Sunday, December 23, 2007

If You Listen...

I recently saw Will Smith's newest cinematic offering I Am Legend, and besides it being a special-effects-sizzling, heart-thumping adrenaline rollercoaster, it also harbors a golden thread of spirituality that raised the peach fuzz on my arms.
With sincerity shining in her eyes, a female plague survivor tries to restore the faith of Will Smith's battle-weary epidemiologist character by telling him: "If you listen, you can hear God's plan."
Any time I hear such words of wisdom, I feel a calm and a faint sadness sweep through me. Calm, because I am reminded to slow down. Sadness, when I recall how the world tricks us into believing in the hustle and bustle of man's schedule instead of in the Creator's.
I feel, sometimes, that either the world is moving too fast and I have to struggle to keep up with it, or I am moving too fast to process the world around me.
Moving too fast to listen, either way.
Listening. It's a skill I need to improve.
Sometimes it seems like I'm so eager to hear what someone has to say that I'm not actually listening to them. Not actually processing their words or all of the ideas they are encoding. We are too busy skimming, speed-reading and texting to listen. The Cliff's Notes version and the "quick and dirty" are all we have time for. Just the nuts and bolts.
Too busy to listen.
Too deafened by the rush-hour traffic, ringing cell phones, the running for buses, trains and planes, the stress of beligerent bosses, dwindling deadlines, family obligations and crushing bills.
We can't hear His plan. The plan. The only one that matters...because we are too busy listening to man's plan.
Many of us are dissatisfied with our lives. Trapped in jobs that we hate and living lonely existences. Like ghosts, we drift through time, never leaving a trace or a mark that we were ever there.
We tell time according to what comes on tv when. We mark how much fun we've had by how many drinks we've drained. And how adventurous we are by how many beds of different partners we've rolled out of.
And for some of us, maybe this is living and a meaningful way to pass the endless hours we've been given on earth. But I've always felt differently.
One day, while working at a job that I particularly despised, I had a thought:
There's gotta be more to life than just waiting to die.
Now, I'm sure I'm not the only person who's ever had this thought. But I can't say I've ever heard people talking about it in conversation. What a long, gray, bleak block of nothingness life would be if we were all here to just pass the time. Like black-and-white snow on a tv screen, with no picture or sound.
And that's when I heard an answer to my thought.
"There is more to life than just waiting to die."
The truth is that we are born, and one day we die, returning to the ashes from whence we came. But birth and death are the front and rear covers to a thick book that is supposed to be filled with the pages of stories of a life well lived. Like the saying goes: The best we can do with the time we are each given is to spend it wisely.
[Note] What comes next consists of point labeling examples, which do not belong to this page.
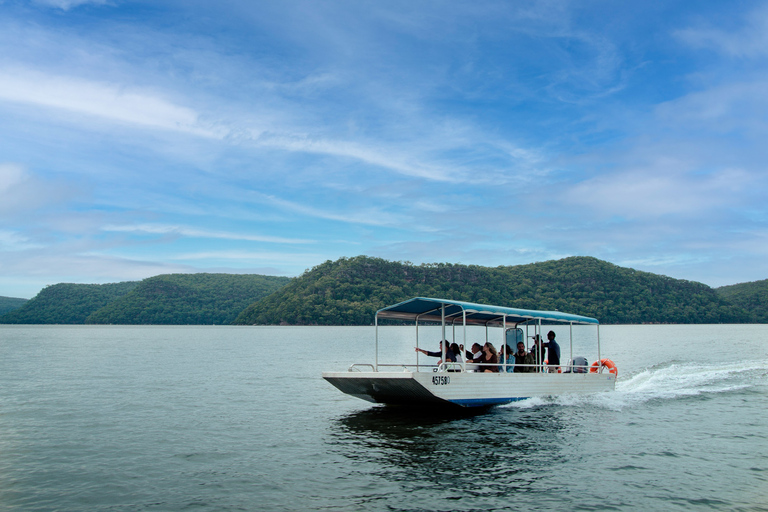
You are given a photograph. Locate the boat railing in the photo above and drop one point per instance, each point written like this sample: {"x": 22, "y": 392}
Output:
{"x": 507, "y": 367}
{"x": 355, "y": 367}
{"x": 479, "y": 367}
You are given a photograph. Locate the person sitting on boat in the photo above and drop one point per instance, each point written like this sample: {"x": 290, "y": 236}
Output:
{"x": 456, "y": 352}
{"x": 476, "y": 354}
{"x": 490, "y": 358}
{"x": 449, "y": 355}
{"x": 537, "y": 353}
{"x": 507, "y": 357}
{"x": 553, "y": 351}
{"x": 524, "y": 361}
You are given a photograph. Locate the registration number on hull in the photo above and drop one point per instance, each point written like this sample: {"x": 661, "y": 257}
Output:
{"x": 441, "y": 380}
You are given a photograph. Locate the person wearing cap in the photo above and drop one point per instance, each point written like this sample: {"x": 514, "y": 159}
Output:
{"x": 523, "y": 360}
{"x": 553, "y": 351}
{"x": 449, "y": 355}
{"x": 537, "y": 353}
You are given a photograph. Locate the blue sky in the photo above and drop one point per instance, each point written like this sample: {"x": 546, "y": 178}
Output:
{"x": 149, "y": 137}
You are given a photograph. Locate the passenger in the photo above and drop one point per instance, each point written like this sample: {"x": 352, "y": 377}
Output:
{"x": 507, "y": 357}
{"x": 457, "y": 352}
{"x": 553, "y": 352}
{"x": 523, "y": 360}
{"x": 449, "y": 356}
{"x": 578, "y": 364}
{"x": 490, "y": 357}
{"x": 476, "y": 354}
{"x": 537, "y": 353}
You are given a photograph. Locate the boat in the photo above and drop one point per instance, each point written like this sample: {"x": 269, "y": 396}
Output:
{"x": 464, "y": 384}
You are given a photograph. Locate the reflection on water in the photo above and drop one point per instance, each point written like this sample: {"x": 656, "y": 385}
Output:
{"x": 461, "y": 454}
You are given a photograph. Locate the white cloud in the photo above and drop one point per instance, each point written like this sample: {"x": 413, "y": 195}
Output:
{"x": 652, "y": 192}
{"x": 370, "y": 216}
{"x": 292, "y": 258}
{"x": 164, "y": 229}
{"x": 104, "y": 100}
{"x": 10, "y": 175}
{"x": 66, "y": 5}
{"x": 748, "y": 42}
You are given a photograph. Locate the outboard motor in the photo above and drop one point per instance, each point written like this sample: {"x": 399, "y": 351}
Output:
{"x": 580, "y": 362}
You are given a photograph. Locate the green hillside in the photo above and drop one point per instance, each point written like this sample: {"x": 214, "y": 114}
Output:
{"x": 348, "y": 292}
{"x": 751, "y": 296}
{"x": 66, "y": 303}
{"x": 178, "y": 299}
{"x": 10, "y": 303}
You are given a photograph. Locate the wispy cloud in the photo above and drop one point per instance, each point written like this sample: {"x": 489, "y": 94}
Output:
{"x": 104, "y": 100}
{"x": 66, "y": 5}
{"x": 748, "y": 41}
{"x": 161, "y": 229}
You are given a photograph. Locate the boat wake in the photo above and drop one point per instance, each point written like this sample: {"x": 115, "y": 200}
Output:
{"x": 666, "y": 382}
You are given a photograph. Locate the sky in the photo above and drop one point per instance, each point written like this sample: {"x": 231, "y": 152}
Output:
{"x": 140, "y": 138}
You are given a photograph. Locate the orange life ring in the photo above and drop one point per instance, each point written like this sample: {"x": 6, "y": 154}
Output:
{"x": 559, "y": 368}
{"x": 607, "y": 363}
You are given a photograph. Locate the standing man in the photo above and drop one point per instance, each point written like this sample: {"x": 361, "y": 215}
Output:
{"x": 523, "y": 360}
{"x": 553, "y": 351}
{"x": 537, "y": 353}
{"x": 449, "y": 356}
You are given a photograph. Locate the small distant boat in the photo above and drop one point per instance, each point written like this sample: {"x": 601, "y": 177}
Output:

Most of us are born with an enormous fortune: TIME.
How will you spend yours?
If you listen, you will probably hear clues about the best way to spend yours.
When I listen, I hear that I am a writer. Sometimes, when I read a magazine or a newspaper, or when I'm watching the rolling credits after a movie, I see the word "Editor," and I feel a pang in my heart because I know I should be spending some of my fortune by working in an editorial role. I've always wanted to, yet I've done nothing about it. Other times, I'll go to one of my favorite places in the world, a bookstore, and as I walk through the endless shelves, I'll feel a deep longing to writing my own bestseller.
In this life, there is so much to learn. At the top of that list is listening.
Maybe one day we'll get it right. And when we do, maybe we'll hear a snippet of the Divine plan, or at least a word or two about the small part we play in that plan... and how to wisely invest the enormous fortune we've been given.